Hot tar rains down from the star-spangled sky, reminding me I’ve arrived on the lowest level of disillusionment and have no chance of a salutary turn to excess opening up before my feet. I’m too disillusioned to look for positive side effects in the depths of my self-pity. Not even self-pity is an option any more. I can neither run nor put on my headphones. The worst thing is, I can’t cry. We human beings actually only cry when we’re happy, because there’s nothing more dangerous for our hearts than dust.
Dust is the only dirt that can do us any harm.

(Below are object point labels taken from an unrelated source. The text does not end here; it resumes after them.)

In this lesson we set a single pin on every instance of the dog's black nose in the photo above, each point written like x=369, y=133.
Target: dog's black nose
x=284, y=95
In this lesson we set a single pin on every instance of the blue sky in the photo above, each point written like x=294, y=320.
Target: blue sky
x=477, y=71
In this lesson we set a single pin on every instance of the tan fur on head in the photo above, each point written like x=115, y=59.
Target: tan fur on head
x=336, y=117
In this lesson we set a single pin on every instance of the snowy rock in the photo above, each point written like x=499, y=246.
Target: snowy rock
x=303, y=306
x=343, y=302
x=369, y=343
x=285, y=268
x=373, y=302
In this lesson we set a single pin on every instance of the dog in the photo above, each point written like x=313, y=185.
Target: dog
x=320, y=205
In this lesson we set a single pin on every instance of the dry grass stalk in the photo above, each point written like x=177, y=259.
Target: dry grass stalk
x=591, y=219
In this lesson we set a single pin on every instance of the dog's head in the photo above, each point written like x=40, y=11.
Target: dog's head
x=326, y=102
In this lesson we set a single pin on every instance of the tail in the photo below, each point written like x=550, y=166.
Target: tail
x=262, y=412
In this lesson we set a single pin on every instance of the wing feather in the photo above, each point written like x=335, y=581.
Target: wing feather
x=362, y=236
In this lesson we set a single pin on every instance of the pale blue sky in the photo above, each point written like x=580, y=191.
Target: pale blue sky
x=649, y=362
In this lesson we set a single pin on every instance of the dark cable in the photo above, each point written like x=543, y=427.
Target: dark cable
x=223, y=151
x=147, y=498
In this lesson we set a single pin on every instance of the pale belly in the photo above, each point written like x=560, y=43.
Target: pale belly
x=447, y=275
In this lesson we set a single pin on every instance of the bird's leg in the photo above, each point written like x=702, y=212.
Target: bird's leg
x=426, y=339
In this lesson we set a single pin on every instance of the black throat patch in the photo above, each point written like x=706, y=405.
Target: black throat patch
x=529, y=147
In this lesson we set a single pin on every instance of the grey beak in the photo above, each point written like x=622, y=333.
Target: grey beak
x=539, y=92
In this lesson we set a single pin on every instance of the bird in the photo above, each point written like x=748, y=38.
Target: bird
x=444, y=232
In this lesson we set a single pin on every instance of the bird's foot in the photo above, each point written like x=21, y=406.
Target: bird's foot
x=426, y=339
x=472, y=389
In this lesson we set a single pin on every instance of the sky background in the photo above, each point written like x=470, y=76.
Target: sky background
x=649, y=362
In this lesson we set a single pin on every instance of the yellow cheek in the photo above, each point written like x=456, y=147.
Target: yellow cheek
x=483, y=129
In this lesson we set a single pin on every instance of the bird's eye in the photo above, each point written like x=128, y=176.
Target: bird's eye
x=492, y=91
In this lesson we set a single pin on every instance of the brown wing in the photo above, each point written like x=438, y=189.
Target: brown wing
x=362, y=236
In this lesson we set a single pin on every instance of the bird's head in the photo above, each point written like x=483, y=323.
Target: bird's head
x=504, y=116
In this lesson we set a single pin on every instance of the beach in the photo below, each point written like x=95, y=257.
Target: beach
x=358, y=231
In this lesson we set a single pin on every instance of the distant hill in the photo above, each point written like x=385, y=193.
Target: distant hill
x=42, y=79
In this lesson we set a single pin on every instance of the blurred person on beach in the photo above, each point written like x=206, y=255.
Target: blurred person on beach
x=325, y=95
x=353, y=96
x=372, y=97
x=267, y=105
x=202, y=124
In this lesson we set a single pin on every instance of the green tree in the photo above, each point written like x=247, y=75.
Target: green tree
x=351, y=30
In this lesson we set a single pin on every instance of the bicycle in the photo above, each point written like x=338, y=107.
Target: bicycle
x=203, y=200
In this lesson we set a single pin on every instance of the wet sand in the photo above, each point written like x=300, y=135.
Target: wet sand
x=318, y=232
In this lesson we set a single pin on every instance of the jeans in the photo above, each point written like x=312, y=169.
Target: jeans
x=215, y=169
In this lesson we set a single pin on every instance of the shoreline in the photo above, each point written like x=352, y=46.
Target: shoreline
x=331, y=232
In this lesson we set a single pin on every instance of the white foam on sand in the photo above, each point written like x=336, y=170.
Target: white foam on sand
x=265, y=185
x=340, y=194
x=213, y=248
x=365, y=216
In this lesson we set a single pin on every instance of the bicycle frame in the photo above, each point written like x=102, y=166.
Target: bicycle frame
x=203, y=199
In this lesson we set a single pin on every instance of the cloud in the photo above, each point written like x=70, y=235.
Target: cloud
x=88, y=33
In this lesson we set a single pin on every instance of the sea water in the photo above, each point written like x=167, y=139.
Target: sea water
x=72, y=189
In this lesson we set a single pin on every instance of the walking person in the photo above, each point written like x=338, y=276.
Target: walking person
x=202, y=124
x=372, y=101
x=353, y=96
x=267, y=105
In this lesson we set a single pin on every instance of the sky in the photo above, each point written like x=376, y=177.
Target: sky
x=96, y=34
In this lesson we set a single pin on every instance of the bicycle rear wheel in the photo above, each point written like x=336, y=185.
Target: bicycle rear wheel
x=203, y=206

My fear’s so huge that I can’t even breathe any more. I’m walking through a part of town full of individuals in neat and tidy outfits, all sufficiently trusting and socially competent to distract one another from their sobering knowledge of the pointlessness of human existence. Me and my amphetamine-ridden repulsion wait more than twenty minutes outside the bastard of an eggshell-white building I want to enter, until some fashionista faggot opens the door to me from inside. He wraps a scarf around his neck as he steps outside and I squeeze past him into the entrance. He presumably thinks I must be homeless and says to himself, hmmm. Once I’ve dashed down a corridor still filthy with unfinished concrete repair work, I discover an extremely misplaced-looking rubber plant in a pot on the third floor. With hectic paws, I shovel most of the earth out of it and come across the spare key, which I plan to use to break into my father’s flat. Logically enough, he didn’t tell me to my face that he’d buried a spare key under the rubber plant on the third floor; he yelled it at the current love of his life during some phone call, presumably while she was putting something through a juicer or flicking through a biography of Luis Buñuel. The phone call went something like this:
‘Hello, Mifti!’
‘Hello, Dad.’
‘I just wanted to ask what you think about me giving Annika one of those funny cacti for her birthday, you know, the ones you attach to your mobile phone and then they get really huge.’
‘What?’
‘Haven’t you ever seen a cell-phone cactus?’
‘No.’
‘Oh, right. My girlfriend Franziska says it’s a great idea.’
‘How is she, by the way?’
‘She’s fine, the only thing is I had this really long tortured conversation with this assistant woman last night about emotional depths that some up-and-coming actresses failed to capture in these Tibetan art-house films. And then I was so bored I made us all figs in Parma ham, and Franziska ate them too but then she went off, I mean to bed, I mean without me, I didn’t go to bed until much later. And then this morning she came drooping out of the bathroom all sad and said she’d really wished she could be alone with me.’